4.5.1 Het bevoegd gezag kan een
omgevingsvergunning verlenen voor het afwijken van het bepaalde in lid 4.1 voor
de vestiging van een bedrijf dat naar aard en omvang van de milieuhinder die
het veroorzaakt gelijkgesteld kan worden aan een bedrijf behorende tot de
toegestane milieucategorie, mits de aard en de activiteiten van het bedrijf
geen afbreuk veroorzaken op het woon- en leefklimaat in de omgeving.
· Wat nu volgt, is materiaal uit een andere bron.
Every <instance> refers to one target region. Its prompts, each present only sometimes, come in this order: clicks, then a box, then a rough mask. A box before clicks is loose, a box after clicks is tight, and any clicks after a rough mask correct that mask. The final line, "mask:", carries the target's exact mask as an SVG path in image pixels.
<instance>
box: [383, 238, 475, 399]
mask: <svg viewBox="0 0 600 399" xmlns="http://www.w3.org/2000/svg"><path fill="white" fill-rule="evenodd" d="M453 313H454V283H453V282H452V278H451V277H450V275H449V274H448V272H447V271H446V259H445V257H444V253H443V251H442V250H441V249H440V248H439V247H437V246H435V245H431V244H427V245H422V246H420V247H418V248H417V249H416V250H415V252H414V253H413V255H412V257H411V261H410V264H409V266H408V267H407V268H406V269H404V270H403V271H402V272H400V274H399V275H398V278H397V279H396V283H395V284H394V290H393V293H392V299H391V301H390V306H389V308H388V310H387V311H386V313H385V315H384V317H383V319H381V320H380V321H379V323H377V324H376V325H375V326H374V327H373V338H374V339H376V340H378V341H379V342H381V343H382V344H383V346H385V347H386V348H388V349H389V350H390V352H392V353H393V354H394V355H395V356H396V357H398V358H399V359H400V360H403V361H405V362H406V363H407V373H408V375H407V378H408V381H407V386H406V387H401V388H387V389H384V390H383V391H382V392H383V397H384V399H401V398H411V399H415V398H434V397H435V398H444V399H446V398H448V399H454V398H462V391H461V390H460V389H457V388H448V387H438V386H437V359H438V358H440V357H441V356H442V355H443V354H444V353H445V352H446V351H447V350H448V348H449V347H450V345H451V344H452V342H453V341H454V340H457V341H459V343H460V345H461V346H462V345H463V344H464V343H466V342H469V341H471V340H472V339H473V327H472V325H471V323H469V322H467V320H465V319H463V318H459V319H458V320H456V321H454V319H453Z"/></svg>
4.5.2 Het bevoegd gezag kan een
omgevingsvergunning verlenen voor het afwijken van het bepaalde in lid 4.1 voor
de vestiging van detailhandel, geen ondergeschikte detailhandel zijnde in de
branches:
-
auto’s, boten en caravans;
-
grove bouwmaterialen;
-
landbouwwerktuigen;
-
verhuur van transportmiddelen, machines en
andere roerende goederen.
4.5.3 Het bevoegd gezag kan een omgevingsvergunning
verlenen voor het afwijken van het bepaalde in lid 4.1, voor de uitoefening van
een aan huis gebonden beroep in een bedrijfswoning, mits:
a de uitoefening van het aan
huis gebonden beroep plaatsvindt in een bedrijfswoning of een tot deze bedrijfswoning
behorend bijgebouw;
b het ten behoeve van het aan
huis gebonden beroep in gebruik te nemen vloeroppervlak niet meer bedraagt dan 30 m2, met dien
verstande dat de woonfunctie in de bedrijfswoning primair en in ruimtelijke zin
gehandhaafd blijft;
c het gebruik geen onevenredige
afbreuk veroorzaakt op de verkeersafwikkeling en de parkeerbalans;
d geen horeca en geen
detailhandel plaatsvindt, uitgezonderd een beperkte verkoop ondergeschikt aan
de uitoefening van het aan huis gebonden beroep;
e de aard en de activiteiten
van het aan huis gebonden beroep niet leiden tot een onevenredige hinder voor
het woonmilieu en een onevenredige afbreuk van het woon- en leefklimaat in de
omgeving.
4.6
Wijzigingsbevoegdheid
Burgemeester
en wethouders zijn bevoegd met toepassing van artikel 3.6 van de Wet
ruimtelijke ordening het plan te wijzigen door de regels te wijzigen voor
bouwpercelen ter plaatse van de aanduiding ‘bedrijf tot en met categorie 2’ en voor deze bouwpercelen de
in bijlage 3 opgenomen ‘Staat van Bedrijfsactiviteiten na wijziging’ van
toepassing te verklaren indien de bedrijfsactiviteiten ter plaatse zijn
beëindigd en niet binnen twee jaar opnieuw zijn gestart.